The thought that a Sprite can appease my rolling nausea conjured strength in me to go outside. Big mistake. Day one of a hangover, stay home, keep low. Crossing the street, lights too sharp for eyes so weak, cars and people, children and dogs. Sundays are for those that think the whole world was made for them, they are careless hand-in-hand, while creatures like us are hidden away recovering from our rebellions. A stream of panic overcomes me, what if they hurt me, what if they attack me in my weak state. I stumble as I walk and families pull their children close. I vomit at the entrance of the small shop, but the old man is not visibly offended. He must be one of us or used to be in youth. I pay for the Sprite and tip him for the mess. I run, as fast as I can, home, sweet cave of mine.   

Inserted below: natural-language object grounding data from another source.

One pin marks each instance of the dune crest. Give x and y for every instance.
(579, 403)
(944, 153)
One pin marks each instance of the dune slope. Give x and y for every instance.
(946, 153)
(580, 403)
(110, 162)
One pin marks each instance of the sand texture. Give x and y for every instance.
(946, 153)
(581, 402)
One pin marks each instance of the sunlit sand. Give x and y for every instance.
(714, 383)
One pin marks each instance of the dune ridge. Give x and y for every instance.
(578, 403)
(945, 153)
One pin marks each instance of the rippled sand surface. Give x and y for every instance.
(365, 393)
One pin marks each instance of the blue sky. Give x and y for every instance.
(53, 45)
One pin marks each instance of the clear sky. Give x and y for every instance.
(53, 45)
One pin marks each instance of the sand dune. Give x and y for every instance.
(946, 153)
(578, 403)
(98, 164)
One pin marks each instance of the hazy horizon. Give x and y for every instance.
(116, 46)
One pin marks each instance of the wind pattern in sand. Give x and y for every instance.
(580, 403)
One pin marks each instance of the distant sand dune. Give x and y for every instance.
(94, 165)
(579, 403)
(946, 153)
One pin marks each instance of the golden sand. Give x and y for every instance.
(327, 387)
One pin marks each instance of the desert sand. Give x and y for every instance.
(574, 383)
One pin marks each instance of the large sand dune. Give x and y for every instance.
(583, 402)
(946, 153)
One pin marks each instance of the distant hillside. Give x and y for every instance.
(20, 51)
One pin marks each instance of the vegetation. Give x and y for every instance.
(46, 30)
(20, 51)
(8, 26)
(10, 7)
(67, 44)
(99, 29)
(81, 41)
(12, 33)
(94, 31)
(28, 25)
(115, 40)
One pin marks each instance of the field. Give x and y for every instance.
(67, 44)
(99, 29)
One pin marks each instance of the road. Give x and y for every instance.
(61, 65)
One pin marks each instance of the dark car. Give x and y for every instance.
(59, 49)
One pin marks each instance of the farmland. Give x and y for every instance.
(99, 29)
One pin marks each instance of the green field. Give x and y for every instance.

It is normal to feel this way, I keep repeating myself. It is normal and it will go away. The torture comes in waves, both physically and mentally. The best you can do is crumble up in fetus position and wait.  

The dread of night arrives. I could have been sleeping all this time but I refused. I wait till midnight, one, two, the eyelids are heavy from the denial of their function. There is only one last thing I must do. I must take a long crap, eject the putrid contents of my bowels. The trip to the bathroom lasts long as I was nearly defeated by sleep. Short and heavy steps, deep breaths, very slow and laborious heart beats. I squat, the intestines twist and turn and a blob of nondescript matter is sunk.  

Lighter and victorious I can return to bed. The thin sheet serves as a mother, embracing her wretched child. Thoughts are cloudy, random images are appearing, yes, sleep is finally here and tomorrow this will have become a nightmare and no more. The beauty of time! Sinking and disappearing, nearly at the entrance of the first dream, I gasp violently for air and sit up. The first attempt to sleep is never easy. Before actually falling asleep, three or four times this was repeated. Gasping for air as I was drowning in sleep that felt like a cold lake. I could have died, I think, I could have never returned.